HA SAN Ansible

Two-node active/passive ZFS-over-iSCSI SAN — Ansible deployment for Debian, Ubuntu, Rocky Linux, and AlmaLinux

View on GitHub

Getting Started

This guide walks through a first deployment of the HA ZFS-over-iSCSI SAN from scratch. Follow the steps in order — each step builds on the previous one.

Estimated time: 2–4 hours for configuration, plus hardware setup and post-deploy manual steps.


Prerequisites

Hardware

Software

Clone the repository

git clone <repository-url> ha-san-ansible
cd ha-san-ansible
python3 -m venv .venv && source .venv/bin/activate
pip install ansible
ansible-galaxy install -r requirements.yml   # if present

Step 1: Plan Your Network

Before editing any files, document your network layout.

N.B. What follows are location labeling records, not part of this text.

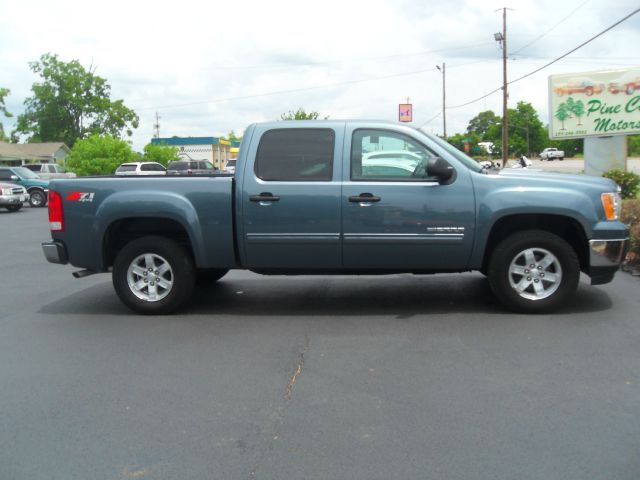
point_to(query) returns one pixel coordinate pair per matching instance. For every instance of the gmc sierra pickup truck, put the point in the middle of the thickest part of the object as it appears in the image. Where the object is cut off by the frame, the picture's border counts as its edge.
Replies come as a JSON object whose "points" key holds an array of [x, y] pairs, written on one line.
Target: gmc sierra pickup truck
{"points": [[341, 197]]}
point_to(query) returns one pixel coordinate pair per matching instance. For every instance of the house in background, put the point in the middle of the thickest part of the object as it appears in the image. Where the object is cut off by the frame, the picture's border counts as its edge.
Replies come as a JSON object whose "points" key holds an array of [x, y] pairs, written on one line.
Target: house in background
{"points": [[215, 150], [22, 153]]}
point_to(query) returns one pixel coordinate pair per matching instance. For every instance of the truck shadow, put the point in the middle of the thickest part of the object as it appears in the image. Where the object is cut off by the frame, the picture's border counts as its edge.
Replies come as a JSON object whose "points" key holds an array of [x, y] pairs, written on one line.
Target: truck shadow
{"points": [[402, 296]]}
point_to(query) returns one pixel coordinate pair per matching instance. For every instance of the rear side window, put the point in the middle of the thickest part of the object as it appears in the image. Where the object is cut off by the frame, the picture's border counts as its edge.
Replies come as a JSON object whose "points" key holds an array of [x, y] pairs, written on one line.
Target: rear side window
{"points": [[296, 154]]}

You need addresses for every node on every VLAN.

VLAN Purpose Recommended Subnet
Storage iSCSI between storage nodes 10.10.10.0/24 (40GbE)
Management Corosync, SSH, IPMI, Cockpit 10.20.20.0/24 (1GbE)
Client VLANs NFS/SMB/iSCSI to clients 10.30.30.0/24, 10.40.40.0/24, …

For each VLAN, assign:

Write these down — you will enter them in Steps 3 and 7.

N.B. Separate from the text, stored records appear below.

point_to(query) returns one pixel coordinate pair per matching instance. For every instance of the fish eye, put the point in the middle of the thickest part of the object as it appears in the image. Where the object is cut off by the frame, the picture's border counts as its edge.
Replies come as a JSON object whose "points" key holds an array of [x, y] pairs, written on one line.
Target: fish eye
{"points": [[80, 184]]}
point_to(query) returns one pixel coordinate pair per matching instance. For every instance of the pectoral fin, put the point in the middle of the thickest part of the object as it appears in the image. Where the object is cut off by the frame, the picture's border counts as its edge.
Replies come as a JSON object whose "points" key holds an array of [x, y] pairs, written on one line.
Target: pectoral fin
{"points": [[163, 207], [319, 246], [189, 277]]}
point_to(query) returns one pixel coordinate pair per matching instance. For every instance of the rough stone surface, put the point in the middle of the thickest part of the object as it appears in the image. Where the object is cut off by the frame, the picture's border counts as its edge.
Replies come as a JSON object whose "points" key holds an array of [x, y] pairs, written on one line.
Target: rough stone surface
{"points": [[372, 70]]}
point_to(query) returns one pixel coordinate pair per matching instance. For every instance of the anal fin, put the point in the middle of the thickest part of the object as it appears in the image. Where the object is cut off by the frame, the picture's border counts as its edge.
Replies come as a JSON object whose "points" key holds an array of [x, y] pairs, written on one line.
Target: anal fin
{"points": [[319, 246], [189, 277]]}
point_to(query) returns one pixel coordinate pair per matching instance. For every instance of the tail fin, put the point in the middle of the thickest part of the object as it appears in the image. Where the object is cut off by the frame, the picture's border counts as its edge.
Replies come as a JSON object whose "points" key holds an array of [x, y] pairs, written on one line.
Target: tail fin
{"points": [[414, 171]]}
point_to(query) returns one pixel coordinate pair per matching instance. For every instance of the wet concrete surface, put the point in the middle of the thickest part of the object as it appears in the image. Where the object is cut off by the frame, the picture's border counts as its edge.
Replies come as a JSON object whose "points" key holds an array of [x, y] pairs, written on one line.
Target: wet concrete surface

Step 2: Configure the Inventory

Edit inventory.yml and set the ansible_host for each node to its management IP.

all:
  children:
    cluster:
      hosts:
        storage-a:
          ansible_host: 10.20.20.1
        storage-b:
          ansible_host: 10.20.20.2
        quorum:
          ansible_host: 10.20.20.3

Verify connectivity:

ansible -i inventory.yml all -m ping

All three nodes should return pong.


Step 3: Configure Global Variables

Edit group_vars/all.yml.

Cluster identity:

cluster_name: san-cluster
hacluster_password: !vault |   # vault-encrypt this (see Step 9)
  $ANSIBLE_VAULT;1.1;AES256
  ...

Admin user:

admin_user: storageadmin
admin_ssh_pubkey: "ssh-ed25519 AAAA... your-key-here"

VLANs — update IDs, subnets, and MTUs to match your switch configuration:

vlans:
  storage:
    id: 10
    subnet: "10.10.10.0/24"
    mtu: 9000
  management:
    id: 20
    subnet: "10.20.20.0/24"
    mtu: 1500

vip_cockpit: "10.20.20.10"
vip_mgmt_cidr: 24

Client VLANs — add one entry per VLAN serving storage to clients:

client_vlans:
  - name: enduser
    id: 30
    subnet: "10.30.30.0/24"
    mtu: 1500
    vip: "10.30.30.10"
    vip_cidr: 24
    services: [nfs, smb]
  - name: hypervisor
    id: 40
    subnet: "10.40.40.0/24"
    mtu: 9000
    vip: "10.40.40.10"
    vip_cidr: 24
    services: [iscsi, ssh]
    iscsi_acls:
      - "iqn.2025-01.lab.home:proxmox-a"
      - "iqn.2025-01.lab.home:proxmox-b"
    iscsi_dataset: "iscsi/hypervisor"

See docs/variables.md for the full list of per-VLAN fields.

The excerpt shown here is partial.